[PATCH 02/12] PCI/ACPI: Add PERST# Assertion Delay _DSM method
Rafael J. Wysocki
rafael at kernel.org
Wed Apr 2 19:36:01 UTC 2025
On Wed, Apr 2, 2025 at 8:48 PM Bjorn Helgaas <helgaas at kernel.org> wrote:
>
> On Wed, Apr 02, 2025 at 07:51:29PM +0200, Rafael J. Wysocki wrote:
> > On Wed, Apr 2, 2025 at 5:50 PM Bjorn Helgaas <helgaas at kernel.org> wrote:
> > > On Wed, Apr 02, 2025 at 04:52:55PM +0200, Rafael J. Wysocki wrote:
> > > > On Wed, Apr 2, 2025 at 4:21 PM Bjorn Helgaas <helgaas at kernel.org> wrote:
> > > > > On Wed, Apr 02, 2025 at 01:06:42PM +0200, Rafael J. Wysocki wrote:
> > > > > > On Tue, Apr 1, 2025 at 5:36 PM Anshuman Gupta <anshuman.gupta at intel.com> wrote:
> > > > > > >
> > > > > > > Implement _DSM Method 11 as per PCI firmware specs
> > > > > > > section 4.6.11 Rev 3.3.
> > > > >
> > > > > > > +int pci_acpi_add_perst_assertion_delay(struct pci_dev *dev, u32 delay_us)
> > > > > > > +{
> > > > > > > + union acpi_object in_obj = {
> > > > > > > + .integer.type = ACPI_TYPE_INTEGER,
> > > > > > > + .integer.value = delay_us,
> > > > > > > + };
> > > > > > > +
> > > > > > > + union acpi_object *out_obj;
> > > > > > > + acpi_handle handle;
> > > > > > > + int result, ret = -EINVAL;
> > > > > > > +
> > > > > > > + if (!dev || !ACPI_HANDLE(&dev->dev))
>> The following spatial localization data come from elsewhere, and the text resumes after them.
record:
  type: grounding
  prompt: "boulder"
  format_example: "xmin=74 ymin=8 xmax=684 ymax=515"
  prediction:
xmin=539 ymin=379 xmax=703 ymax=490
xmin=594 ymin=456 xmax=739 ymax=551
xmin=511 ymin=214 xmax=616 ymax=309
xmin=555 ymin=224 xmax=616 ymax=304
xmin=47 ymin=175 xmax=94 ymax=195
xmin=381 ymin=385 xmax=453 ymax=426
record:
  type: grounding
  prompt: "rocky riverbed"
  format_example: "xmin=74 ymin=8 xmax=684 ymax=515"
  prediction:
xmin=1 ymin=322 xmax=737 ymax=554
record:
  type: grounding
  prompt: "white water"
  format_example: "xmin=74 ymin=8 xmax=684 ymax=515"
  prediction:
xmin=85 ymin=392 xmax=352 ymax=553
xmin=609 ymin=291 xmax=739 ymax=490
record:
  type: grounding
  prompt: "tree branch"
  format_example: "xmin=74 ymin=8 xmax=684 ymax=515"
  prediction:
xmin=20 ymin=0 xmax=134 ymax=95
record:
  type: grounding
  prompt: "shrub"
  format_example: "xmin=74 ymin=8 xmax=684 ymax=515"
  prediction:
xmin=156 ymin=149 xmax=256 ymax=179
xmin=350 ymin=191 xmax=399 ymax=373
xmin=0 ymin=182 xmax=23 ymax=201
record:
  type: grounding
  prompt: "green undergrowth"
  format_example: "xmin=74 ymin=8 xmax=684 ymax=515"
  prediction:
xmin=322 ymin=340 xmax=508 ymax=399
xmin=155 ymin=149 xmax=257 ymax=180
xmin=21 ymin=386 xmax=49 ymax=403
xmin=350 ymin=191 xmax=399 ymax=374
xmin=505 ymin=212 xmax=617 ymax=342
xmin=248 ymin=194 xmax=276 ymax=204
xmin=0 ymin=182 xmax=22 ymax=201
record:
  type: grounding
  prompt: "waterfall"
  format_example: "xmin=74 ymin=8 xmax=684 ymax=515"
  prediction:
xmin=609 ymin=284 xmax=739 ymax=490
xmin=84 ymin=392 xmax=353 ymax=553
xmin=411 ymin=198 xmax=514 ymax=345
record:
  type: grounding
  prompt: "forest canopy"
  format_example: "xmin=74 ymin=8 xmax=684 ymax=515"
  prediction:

> > > > > > > + return -EINVAL;
> > > > > > > +
> > > > > > > + handle = ACPI_HANDLE(&dev->dev);
> > > > > > > +
> > > > > > > + out_obj = acpi_evaluate_dsm_typed(handle, &pci_acpi_dsm_guid, 4,
> > > > > >
> > > > > > This is something I haven't noticed in the previous patch, but also
> > > > > > applies to it.
> > > > > >
> > > > > > Why is rev 4 of the interface hard-coded here?
> > > > >
> > > > > Thanks for asking this because it's related to the whole _DSM revision
> > > > > question that I don't understand.
> > > > >
> > > > > If we didn't use rev 4 here, what should we use? The PCI Firmware
> > > > > spec, r3.3, sec 4.6.11, documents this interface and says "lowest
> > > > > valid Revision ID value is 4", so that's the source of the 4.
> > > >
> > > > Well, the "lowest valid Revision ID" does not generally mean the "only
> > > > valid Revision ID".
> > >
> > > True, but why should the kernel change from using the tested revision
> > > ID to some other revision ID? What would be the benefit of using rev
> > > 5?
> >
> > TBH I'm not exactly buying the "tested revision ID" concept because
> > what does it really mean?
> >
> > If a given _DSM interface has been tested on one platform, does it
> > necessarily mean that it will work on all of the other platforms
> > implementing it?
>
> No, all we can say is that this OS rev 4 code works on the platforms
> we've tested. Other platforms might have their own defects.
>
> My point is that this OS code was written to the rev 4 spec and has
> been tested, and we shouldn't change the code or the revision it uses
> unless we're fixing something.
Well, if the spec says "rev 5 is the same as rev 4 except for function
Y which is new in rev 5", then arguably the same OS code is also
compliant with rev 5 (it will not use function Y, but that's fine).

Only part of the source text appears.